By law, Notre Dame University police enjoy the same authority as officers working for the City of Indianapolis or anywhere else in Indiana. By court ruling, these officers are full-fledged “state actors,” and must obey the same constitutional search-and-seizure rules as any other police.
Indeed, Notre Dame police are indistinguishable from other police, with one notable exception — city and county police are accountable to the public through Indiana’s Access to Public Records Act. Notre Dame insists that its police are not.

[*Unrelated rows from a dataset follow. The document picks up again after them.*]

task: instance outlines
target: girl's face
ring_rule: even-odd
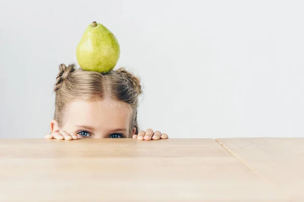
[[[79,138],[129,137],[131,116],[131,109],[122,102],[75,101],[67,106],[62,127],[52,120],[51,130],[77,133]]]

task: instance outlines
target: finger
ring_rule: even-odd
[[[64,137],[64,139],[66,140],[70,140],[73,139],[72,136],[70,136],[70,135],[65,130],[61,131],[60,133],[63,135],[63,137]]]
[[[146,134],[144,135],[144,139],[145,140],[150,140],[152,139],[152,136],[153,136],[153,134],[154,134],[154,132],[153,132],[153,130],[150,128],[147,129],[146,130]]]
[[[56,138],[57,139],[64,139],[64,137],[59,132],[52,133],[52,134],[54,138]]]
[[[49,134],[45,136],[46,139],[53,139],[54,137],[52,134]]]
[[[71,133],[70,135],[72,136],[72,138],[73,138],[73,139],[78,139],[78,136],[77,135],[77,133]]]
[[[163,133],[161,136],[161,139],[168,139],[168,135],[166,133]]]
[[[143,140],[143,137],[144,137],[144,135],[145,135],[145,132],[144,130],[141,130],[138,132],[138,134],[137,135],[137,139],[139,140]]]
[[[152,139],[155,140],[160,139],[161,136],[162,136],[162,133],[160,131],[156,131],[152,136]]]

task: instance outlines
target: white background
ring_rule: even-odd
[[[43,138],[87,26],[144,85],[141,129],[171,138],[304,136],[301,1],[0,1],[0,137]]]

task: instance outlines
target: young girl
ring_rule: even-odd
[[[46,138],[168,138],[150,129],[138,131],[141,86],[138,78],[124,68],[101,74],[61,64],[54,90],[55,115]]]

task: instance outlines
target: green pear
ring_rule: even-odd
[[[106,27],[93,22],[77,45],[76,57],[85,71],[105,73],[115,67],[120,54],[117,39]]]

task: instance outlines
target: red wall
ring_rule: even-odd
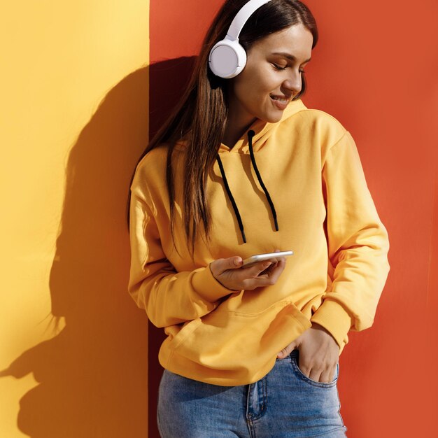
[[[222,3],[151,0],[151,132],[190,70],[190,59],[173,59],[197,53]],[[391,245],[392,269],[374,327],[351,334],[341,357],[348,435],[438,436],[438,5],[434,0],[418,0],[415,9],[389,0],[306,4],[320,41],[306,68],[303,101],[332,114],[351,132]],[[153,408],[162,339],[160,330],[151,330],[150,437],[158,437]]]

In this op-ed piece published in today’s Indianapolis Star, I explain how Notre Dame’s refusal to honor public-records requests has frustrated journalists trying to understand and explain the tragedy of Lizzy Seeberg. The 19-year-old freshman at Notre Dame’s sister institution, Saint Mary’s College, was found dead of an apparent drug overdose Sept. 10, shortly after she’d told Notre Dame police that a Fighting Irish football player sexually assaulted her in her dorm room.

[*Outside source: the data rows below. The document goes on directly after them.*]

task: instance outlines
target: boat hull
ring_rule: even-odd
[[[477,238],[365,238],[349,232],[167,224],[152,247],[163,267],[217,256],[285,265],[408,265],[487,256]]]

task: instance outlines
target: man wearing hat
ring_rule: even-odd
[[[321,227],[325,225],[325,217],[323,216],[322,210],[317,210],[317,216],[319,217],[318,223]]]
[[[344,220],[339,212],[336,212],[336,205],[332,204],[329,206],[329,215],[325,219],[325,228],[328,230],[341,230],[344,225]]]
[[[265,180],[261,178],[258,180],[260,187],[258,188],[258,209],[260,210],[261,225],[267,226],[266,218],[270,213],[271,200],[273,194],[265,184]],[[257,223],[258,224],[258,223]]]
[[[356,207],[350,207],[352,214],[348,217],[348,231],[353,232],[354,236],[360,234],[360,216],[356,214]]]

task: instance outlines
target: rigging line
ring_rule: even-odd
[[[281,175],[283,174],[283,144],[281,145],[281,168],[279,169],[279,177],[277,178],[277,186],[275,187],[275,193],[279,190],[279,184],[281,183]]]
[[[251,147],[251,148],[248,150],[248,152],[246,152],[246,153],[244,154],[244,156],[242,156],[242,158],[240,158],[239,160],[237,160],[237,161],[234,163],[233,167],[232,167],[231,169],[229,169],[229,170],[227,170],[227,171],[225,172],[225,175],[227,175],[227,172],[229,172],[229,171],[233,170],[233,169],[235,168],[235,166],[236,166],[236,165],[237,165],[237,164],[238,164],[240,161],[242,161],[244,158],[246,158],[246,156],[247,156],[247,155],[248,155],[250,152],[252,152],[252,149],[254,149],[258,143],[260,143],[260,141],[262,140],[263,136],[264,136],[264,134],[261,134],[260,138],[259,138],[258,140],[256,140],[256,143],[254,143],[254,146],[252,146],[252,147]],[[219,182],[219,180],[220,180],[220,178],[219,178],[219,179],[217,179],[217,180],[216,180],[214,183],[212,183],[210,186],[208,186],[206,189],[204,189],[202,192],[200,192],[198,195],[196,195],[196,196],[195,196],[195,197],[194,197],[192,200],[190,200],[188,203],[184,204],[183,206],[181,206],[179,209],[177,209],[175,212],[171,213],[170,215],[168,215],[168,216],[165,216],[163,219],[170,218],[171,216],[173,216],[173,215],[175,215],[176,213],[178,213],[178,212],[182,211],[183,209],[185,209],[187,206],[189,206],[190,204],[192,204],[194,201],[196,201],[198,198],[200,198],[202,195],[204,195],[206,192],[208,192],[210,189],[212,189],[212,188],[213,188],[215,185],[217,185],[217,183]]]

In the aftermath of Seeberg’s death, the university has been lambasted in the blogosphere for failing to pursue Seeberg’s allegations with sufficient vigor. (Reports differ as to how promptly Notre Dame notified city police, who have ruled the death a suicide, of the sexual assault complaint.)

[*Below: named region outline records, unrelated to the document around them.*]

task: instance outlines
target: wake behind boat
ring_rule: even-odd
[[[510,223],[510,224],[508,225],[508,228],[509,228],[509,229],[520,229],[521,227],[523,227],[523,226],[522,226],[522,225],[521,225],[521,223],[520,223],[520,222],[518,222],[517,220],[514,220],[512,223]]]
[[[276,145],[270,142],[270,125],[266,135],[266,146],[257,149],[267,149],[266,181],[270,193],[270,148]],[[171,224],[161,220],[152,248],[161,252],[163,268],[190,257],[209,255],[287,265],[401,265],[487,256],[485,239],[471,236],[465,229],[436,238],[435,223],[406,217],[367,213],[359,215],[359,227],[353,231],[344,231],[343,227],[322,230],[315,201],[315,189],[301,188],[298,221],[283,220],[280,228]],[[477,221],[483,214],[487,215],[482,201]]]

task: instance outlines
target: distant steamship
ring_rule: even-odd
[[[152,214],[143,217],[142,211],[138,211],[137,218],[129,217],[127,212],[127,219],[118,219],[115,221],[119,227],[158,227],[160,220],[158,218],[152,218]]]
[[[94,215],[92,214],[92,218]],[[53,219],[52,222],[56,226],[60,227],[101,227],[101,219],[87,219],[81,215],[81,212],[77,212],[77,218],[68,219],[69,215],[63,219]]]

There are strong public-policy arguments in every state for subjecting campus police agencies to public-records laws (two states, Georgia and Virginia, already do by statute and a third, Massachusetts, is considering it). But the legal argument is especially potent in Indiana.
To understand why, flash back to 1999. Bristol C. Myers, a law student at private Valparaiso University, was pulled over by campus police after his car clipped a parked vehicle, charged with driving under the influence, and found guilty. He challenged the conviction, arguing (among other grounds) that Valparaiso police could not make a lawful arrest since they did not have the training required to qualify as law-enforcement officers. The Indiana Court of Appeals refused to toss out the conviction, but recognized the anomaly:
Myers makes a good point. However his argument is misdirected. Our legislature has apparently made a policy decision exempting university police officers from the rigors of mandatory Indiana Law Enforcement Academy training.
A concurring judge wrote a separate opinion “to strongly and explicitly encourage the General Assembly to address this omission at the earliest legislative opportunity.”
And address it they did. In 2005 — “the earliest opportunity” on Legislative Standard Time — Indiana legislators amended the state’s police training law to include private-college police officers within the definition of “law enforcement officer.” Since then, officers at Notre Dame, Valparaiso and other private colleges have been subject to the same training standards as all other Indiana police.
As described in the Star op-ed, Indiana’s highest court had by then ruled that the Fourth Amendment applies to traffic stops by police at private Butler University just as it would apply to a stop by city or county police. And in 2007, the legislature came back and explicitly authorized private universities to appoint police vested with full governmental authority.
So, to summarize, Indiana law expressly gives police at private colleges the same power, and holds them to the same standards, as government-employed police. In Connecticut, similar evidence was enough to convince the state’s Freedom of Information Commission to classify police at private Yale University as state actors for purposes of public-disclosure law.
In light of this considerable body of legal authority, Notre Dame’s contention that its police need not honor requests made under the Access to Public Records Act stands on unsteady footing.